Musings on teaching
Why I don’t teach many “advanced” classes
I saw an email with the latest classes coming up at Ra Ma - a place in Los Angeles I bought an online access workshop from once recently.
Apparently Friday May 5 is the second full lunar eclipse. From the email:
The second eclipse of the 2023 eclipse cycle takes place on Friday, May 5, 2023.
This Total Lunar Eclipse in Scorpio is a catalyst for aligning you with your highest growth and transformation. We've got you covered all day with eclipse experiences with Harijiwan, Mandev, Tashi Powers, Teg Prakash, and a multi-healer symphonic sound bath with Ana Netanel.
Then it goes on about the workshops and one is Astrology for Beginners, which sparked this thread of thought.
I love teaching beginners. I think it’s so awesome and so easy to frame what I’m trying to get across to youngins-in-experience whether it be Jiu-Jitsu or embodiment or how to give someone a massage, when I get to assume nobody knows anything.
But I don’t often frame something for advanced practitioners, although I should. I’ve gotten into trouble when I assumed a certain amount of knowledge from a room before and it was actually mixed between beginner and advanced.
You want it to be accessible to the newbie but interesting to the advanced.
And when the group is generally advanced I just prefer to have a growth-oriented conversation with them, or to create a framework for them to explore what they already know.
In Jiu-Jitsu it might be telling the advanced class to practice their single-leg takedowns for 2:00 each unresisted, then with enough resistance that they don’t get their first try and have to chain things, or adding some other variable that makes the game more entertaining. But it’s not explaining what a single-leg is. Which I would for a beginner’s class with assumed ignorance of such things.
In bodywork classes it might be the difference between giving advanced people permission to do what feels good for them or to focus on a certain aspect of their perception, but a beginner might need someone to let them know they even have a perception and that could be close to overwhelming for them to ingest the first time.

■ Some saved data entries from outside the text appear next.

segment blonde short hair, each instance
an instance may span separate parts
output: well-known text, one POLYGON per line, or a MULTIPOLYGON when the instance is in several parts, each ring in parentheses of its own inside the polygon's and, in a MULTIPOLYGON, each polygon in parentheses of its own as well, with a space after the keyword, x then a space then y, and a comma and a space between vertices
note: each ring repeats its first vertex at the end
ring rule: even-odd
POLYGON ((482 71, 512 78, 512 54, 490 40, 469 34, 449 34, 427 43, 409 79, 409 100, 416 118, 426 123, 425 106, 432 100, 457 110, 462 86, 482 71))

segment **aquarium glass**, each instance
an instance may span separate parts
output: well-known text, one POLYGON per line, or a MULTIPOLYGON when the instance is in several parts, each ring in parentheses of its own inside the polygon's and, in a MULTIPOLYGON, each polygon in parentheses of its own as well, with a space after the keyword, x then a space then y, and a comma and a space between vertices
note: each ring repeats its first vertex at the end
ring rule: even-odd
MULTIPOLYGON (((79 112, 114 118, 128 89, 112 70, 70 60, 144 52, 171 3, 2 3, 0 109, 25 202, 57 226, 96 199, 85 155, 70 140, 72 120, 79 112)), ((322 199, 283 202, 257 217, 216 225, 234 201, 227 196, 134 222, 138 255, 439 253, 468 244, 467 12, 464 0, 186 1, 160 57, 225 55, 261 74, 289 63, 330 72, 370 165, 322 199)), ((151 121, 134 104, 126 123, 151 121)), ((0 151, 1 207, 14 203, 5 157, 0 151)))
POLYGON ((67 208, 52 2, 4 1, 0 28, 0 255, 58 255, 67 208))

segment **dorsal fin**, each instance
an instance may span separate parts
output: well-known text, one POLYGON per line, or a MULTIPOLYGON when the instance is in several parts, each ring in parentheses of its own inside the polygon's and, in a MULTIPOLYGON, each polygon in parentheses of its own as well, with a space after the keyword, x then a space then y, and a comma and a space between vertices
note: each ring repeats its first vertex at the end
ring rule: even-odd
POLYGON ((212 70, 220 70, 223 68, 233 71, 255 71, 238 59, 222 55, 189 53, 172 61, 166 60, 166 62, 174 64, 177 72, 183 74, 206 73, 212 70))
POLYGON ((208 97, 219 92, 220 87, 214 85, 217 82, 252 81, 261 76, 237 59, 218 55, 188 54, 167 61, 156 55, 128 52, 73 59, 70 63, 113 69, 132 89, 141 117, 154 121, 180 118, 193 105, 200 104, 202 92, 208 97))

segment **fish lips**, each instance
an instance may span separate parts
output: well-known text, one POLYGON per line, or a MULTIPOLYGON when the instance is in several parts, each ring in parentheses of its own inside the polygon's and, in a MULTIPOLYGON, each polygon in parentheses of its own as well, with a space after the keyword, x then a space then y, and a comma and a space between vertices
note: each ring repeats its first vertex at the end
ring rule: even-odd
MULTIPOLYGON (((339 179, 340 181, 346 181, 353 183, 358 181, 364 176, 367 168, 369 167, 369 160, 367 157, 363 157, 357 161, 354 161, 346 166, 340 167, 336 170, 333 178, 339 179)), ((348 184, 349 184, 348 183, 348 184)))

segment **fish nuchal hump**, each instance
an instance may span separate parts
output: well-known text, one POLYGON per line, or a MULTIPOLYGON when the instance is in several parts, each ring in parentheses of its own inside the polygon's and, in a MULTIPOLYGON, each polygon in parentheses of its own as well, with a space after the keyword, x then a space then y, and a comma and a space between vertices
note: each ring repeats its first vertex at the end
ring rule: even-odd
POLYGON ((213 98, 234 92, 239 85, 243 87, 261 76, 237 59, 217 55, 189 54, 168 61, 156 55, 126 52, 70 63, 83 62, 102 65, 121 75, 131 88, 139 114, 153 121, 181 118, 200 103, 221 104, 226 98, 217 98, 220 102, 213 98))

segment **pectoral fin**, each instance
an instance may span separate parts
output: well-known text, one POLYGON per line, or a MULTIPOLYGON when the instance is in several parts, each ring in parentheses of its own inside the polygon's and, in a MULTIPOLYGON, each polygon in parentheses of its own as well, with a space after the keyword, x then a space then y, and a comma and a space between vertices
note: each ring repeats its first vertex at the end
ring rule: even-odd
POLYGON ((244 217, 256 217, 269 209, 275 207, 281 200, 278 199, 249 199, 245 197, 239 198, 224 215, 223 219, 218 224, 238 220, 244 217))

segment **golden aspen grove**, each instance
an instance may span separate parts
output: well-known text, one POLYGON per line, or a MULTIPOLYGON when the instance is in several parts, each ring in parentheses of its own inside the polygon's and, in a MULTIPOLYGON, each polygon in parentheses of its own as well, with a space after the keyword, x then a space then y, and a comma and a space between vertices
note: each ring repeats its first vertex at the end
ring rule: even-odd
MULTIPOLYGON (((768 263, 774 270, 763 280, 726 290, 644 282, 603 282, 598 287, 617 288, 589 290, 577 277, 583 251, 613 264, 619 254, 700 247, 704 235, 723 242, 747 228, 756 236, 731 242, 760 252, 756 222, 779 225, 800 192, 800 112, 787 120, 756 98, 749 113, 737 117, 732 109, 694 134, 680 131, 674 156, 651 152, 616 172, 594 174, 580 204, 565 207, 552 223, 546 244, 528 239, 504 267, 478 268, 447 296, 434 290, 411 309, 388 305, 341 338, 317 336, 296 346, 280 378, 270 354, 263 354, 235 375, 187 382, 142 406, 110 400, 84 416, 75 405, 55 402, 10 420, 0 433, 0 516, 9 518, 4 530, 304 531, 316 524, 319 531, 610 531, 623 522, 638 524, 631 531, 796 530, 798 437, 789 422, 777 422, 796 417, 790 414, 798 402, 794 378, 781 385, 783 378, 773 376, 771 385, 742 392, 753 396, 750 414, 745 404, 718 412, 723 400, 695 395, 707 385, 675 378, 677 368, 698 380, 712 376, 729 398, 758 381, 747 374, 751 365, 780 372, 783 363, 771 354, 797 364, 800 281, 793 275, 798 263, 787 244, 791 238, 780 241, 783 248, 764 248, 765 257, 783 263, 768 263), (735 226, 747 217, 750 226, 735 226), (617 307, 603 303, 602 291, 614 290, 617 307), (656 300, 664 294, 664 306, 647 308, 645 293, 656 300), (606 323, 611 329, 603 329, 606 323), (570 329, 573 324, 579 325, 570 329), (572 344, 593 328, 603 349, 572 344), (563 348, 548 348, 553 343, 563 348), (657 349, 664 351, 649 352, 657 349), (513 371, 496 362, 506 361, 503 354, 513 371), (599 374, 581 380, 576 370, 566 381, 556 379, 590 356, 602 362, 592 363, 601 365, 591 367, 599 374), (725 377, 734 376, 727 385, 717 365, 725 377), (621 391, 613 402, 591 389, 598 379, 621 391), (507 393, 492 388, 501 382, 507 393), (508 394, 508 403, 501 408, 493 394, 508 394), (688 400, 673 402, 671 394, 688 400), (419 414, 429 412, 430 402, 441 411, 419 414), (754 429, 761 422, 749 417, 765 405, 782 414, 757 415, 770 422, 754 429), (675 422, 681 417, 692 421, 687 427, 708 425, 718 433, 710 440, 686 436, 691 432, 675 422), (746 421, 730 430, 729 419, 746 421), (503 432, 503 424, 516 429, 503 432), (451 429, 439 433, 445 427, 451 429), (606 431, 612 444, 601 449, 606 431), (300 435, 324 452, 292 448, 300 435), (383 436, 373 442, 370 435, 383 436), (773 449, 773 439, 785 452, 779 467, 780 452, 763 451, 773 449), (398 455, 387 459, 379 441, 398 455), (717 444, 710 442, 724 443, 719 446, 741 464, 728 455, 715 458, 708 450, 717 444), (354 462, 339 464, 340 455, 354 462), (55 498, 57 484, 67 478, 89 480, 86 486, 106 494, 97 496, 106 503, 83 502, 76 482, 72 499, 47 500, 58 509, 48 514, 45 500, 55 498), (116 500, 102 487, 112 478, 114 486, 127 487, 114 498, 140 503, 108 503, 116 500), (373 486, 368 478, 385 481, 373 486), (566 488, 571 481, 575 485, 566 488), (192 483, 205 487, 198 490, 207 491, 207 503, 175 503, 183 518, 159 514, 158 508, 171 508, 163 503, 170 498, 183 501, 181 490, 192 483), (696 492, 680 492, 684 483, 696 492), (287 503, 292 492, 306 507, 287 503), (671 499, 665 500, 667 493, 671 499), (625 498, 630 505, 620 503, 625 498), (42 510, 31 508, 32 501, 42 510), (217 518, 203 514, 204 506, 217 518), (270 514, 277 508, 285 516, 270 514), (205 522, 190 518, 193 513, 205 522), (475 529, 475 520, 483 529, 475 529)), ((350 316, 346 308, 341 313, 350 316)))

The socratic, question-oriented route can work for either.
In a group of experienced people that have always been told what to do you’re more likely to get regurgitation than insight. And the beginners are the ones who will come up with brand-new and better ways to do things I’ve never thought of before because they’re coming at it with fresh eyes. This is why engineers are often brilliant pattern disruptors when they consult for any industry, because they’re taught to look at systems and patterns and to care about and test what works in a real setting with consequences. Often consultants from other fields are filled with air and high ideas and wishful thinking.
I was thinking about adults and play the other day. Most adults act like the worst kind of new managers when they try to get involved in kids’ play. You know, the ones that join up and then start making changes for no reason other than to feel like they’re doing something, because they’re scared of feeling irrelevant, can’t let things just work as they are, and if they do make changes they don’t involve you in the discussion or ask you why you’re doing things the way you are. You could be working on a completely different paradigm and they’ll never know. You tend to be more experienced at what you’re doing than anyone else.
I just have a problem saying that something is “teaching” if I’m more likely to sit down with a group and say, “Well, what do you think?” Because that’s what I’d rather do with advanced people. I guess eventually that leads into metering out what I know that they don’t and comparing notes and practices, practically.
I think with newsletters like this I am hoping that something I say sparks your interest or makes you think about something that sticks for a part of your day.